= Jim Eastwood =

Northern Irish businessman

Charles James Eastwood (born 1978) is a British businessman from Cookstown, Northern Ireland, who was one of the final four contestants in the seventh series of the BBC reality TV series The Apprentice. He was born in Cookstown and is a graduate of the University of Ulster and the University of North Carolina. During his time on The Apprentice, he gained the nickname "Jedi Jim" due to his persuasive abilities and use of mind games. Eastwood is also a former all-Ireland cycling champion.

== The Apprentice ==
In 2011, Eastwood appeared on the seventh series of The Apprentice. He started out well, shining individually despite being on the losing team for three of the first four tasks. He came to prominence on the show after persuading his team leader Leon Doyle to select a different person to bring back into the boardroom after he had already decided Jim would be one of the two candidates. Eastwood then drifted for the next few tasks, only just avoiding being fired in week 5 after a poor product naming decision.

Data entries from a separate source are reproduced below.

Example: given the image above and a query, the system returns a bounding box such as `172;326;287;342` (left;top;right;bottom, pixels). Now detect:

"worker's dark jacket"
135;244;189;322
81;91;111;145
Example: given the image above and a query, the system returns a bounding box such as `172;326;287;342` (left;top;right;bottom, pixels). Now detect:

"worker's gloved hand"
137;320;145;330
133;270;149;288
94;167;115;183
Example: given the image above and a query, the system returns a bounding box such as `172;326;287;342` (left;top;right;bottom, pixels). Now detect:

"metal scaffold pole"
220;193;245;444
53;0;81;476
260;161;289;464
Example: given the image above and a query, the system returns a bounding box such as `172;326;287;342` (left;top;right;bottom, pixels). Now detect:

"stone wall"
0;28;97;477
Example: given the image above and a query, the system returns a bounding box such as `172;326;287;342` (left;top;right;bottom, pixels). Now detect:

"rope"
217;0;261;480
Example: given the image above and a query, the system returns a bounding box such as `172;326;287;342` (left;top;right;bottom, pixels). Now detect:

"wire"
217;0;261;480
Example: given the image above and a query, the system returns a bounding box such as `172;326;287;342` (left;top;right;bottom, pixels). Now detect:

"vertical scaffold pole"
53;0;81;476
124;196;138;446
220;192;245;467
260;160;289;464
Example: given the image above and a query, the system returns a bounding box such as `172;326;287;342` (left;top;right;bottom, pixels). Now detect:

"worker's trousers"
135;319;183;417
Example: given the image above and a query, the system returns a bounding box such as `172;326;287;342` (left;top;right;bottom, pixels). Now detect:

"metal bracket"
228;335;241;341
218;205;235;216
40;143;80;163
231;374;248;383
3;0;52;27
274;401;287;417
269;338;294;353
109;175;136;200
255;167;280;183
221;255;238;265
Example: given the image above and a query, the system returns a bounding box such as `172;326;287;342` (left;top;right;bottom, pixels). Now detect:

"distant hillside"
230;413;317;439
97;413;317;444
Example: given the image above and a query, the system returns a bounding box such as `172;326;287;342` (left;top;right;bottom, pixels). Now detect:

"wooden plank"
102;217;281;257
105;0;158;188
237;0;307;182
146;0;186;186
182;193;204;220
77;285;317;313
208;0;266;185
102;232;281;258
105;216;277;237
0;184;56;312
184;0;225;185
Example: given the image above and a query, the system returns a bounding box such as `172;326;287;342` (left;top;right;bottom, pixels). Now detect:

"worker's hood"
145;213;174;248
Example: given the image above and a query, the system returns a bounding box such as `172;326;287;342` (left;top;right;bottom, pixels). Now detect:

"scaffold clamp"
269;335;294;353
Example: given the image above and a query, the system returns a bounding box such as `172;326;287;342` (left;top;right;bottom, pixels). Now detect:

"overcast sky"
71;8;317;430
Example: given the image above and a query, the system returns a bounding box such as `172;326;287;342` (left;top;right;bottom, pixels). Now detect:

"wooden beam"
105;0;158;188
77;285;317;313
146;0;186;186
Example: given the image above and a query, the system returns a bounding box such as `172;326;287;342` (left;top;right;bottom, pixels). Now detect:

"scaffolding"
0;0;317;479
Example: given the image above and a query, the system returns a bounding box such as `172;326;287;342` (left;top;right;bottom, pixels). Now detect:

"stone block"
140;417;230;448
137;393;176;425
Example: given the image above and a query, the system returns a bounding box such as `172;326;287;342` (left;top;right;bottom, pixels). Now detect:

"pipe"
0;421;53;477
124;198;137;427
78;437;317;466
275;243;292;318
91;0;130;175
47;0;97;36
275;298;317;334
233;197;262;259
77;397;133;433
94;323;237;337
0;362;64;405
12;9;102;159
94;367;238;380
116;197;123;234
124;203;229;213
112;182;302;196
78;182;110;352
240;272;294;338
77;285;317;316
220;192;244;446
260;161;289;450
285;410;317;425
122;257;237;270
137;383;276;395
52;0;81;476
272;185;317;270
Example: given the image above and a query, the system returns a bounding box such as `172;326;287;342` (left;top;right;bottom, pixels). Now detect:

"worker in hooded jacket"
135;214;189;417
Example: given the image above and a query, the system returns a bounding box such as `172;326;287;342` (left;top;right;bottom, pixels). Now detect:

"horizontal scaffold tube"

From then on, he was branded "evil" and was branded by Lord Sugar's aide at the time Nick Hewer as "spooky" because of his apparent decision to use his abilities of persuasion more aggressively, having another narrow escape in week 7 as project manager, when his mistake in negotiation over advertising space in the Hip Replacement magazine cost the team victory.

However, Eastwood had a return to form in week 9, when he not only designed a well-received luxury biscuit called Special Stars, but also helped secure the biggest victory ever seen in the UK version of The Apprentice, by delivering a pitch to Asda that persuaded them to place an order of 800,000 units. Eastwood once again shone in the reinvestment task with huge sales of umbrellas, although his performance, and that of Susan Ma, was overshadowed by the bizarre decisions of his project manager Natasha Scribbins, who failed to understand the point of the task and refused to reinvest on the second day in any substantial quantity. Eastwood reached the final despite a second disastrous loss as project manager, in which Venture's concept for a Mexican restaurant lost in every single category to Logic, made worse by the failure to produce any financial plan for the pitch. Jim's survival was mostly a result of Natasha taking a total backseat on the task, despite possessing a degree in hospitality, but he was nonetheless tipped for victory by previous candidates. Though he was dubbed "The World's Greatest Salesman" by Lord Sugar, he failed to win as the interviewers considered his business plan an attempt to ingratiate himself with Lord Sugar.

== After The Apprentice ==
After The Apprentice, Eastwood set up his own business as a public speaker. His nickname has also been featured on a t-shirt, one of which was given by Eastwood to host Dara Ó Briain on The Apprentice: You're Fired!.

He was hired as the Regional Vice President of Groupon Ltd for the UK and Ireland in November 2011. Since March 2017, he serves as the Global Sales Director for Travel Counsellors Ltd.